British Inflation: A Teachable Moment: Adam Posen gave a talk yesterday (pdf) about British monetary policy that drives home a point I’ve been meaning to make; namely, that what’s happening in Britain on the monetary front right now is very much a teachable moment for monetary policy more generally. The Bank of England faces the same kind conflict between what it should be doing and what it’s under pressure to do that faces the Fed, but in starker form. And if the BoE holds its ground, we should soon have a clear demonstration that one side is right and the other is wrong.
The story so far: Britain is currently experiencing relatively high headline inflation, more than 4 percent over the previous year. And so there are demands that the BoE tighten. Yet the bulk of the rise in inflation clearly represents temporary or one-time factors: a rise in value-added taxes as temporary breaks introduced during the recession expired, commodity prices, and the once-off effects of the fall in the value of the pound against the euro. Nonetheless, the inflation hawks demand a rate rise, arguing that despite the still very depressed state of the economy, inflation must be nipped in the bud or it will turn into stagflation, 70s-style.

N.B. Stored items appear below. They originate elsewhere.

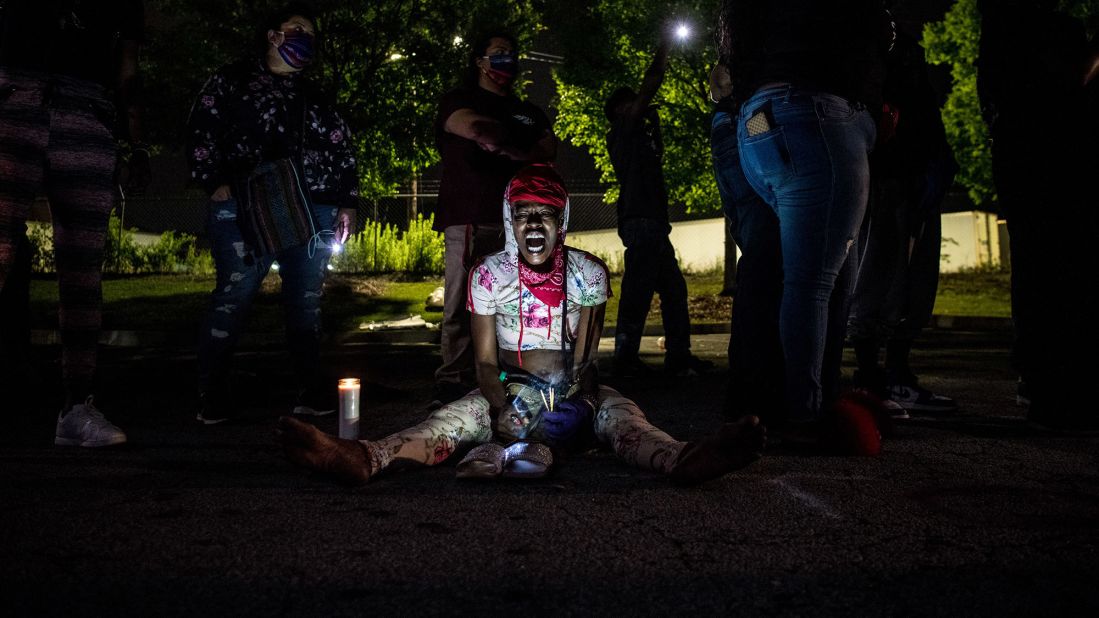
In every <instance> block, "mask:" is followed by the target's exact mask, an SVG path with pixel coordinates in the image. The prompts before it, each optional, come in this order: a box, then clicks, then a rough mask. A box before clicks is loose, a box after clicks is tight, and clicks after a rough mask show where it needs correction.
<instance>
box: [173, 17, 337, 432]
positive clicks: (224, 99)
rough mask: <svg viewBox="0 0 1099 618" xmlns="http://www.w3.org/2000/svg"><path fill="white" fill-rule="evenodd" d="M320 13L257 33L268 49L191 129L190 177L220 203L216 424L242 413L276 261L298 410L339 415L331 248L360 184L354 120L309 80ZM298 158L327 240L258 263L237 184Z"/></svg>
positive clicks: (278, 18) (199, 370)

What Posen points out is that the case for preemptive monetary tightening to head off stagflation is entirely based on the 70s experience; there have been no other similar episodes in history. before or since. And the situation in Britain today bears little resemblance to the situation preceding any modern takeoff in inflation. Here’s unit labor costs in the quarters preceding several modern British inflation episodes, and this time around....
All the same issues apply in the United States, although in less extreme form.... What we can hope for is that the BoE stays the course; and when inflation in the UK drops sharply, as it almost surely will, that will be an object lesson in the folly of always making policy as if it were 1979.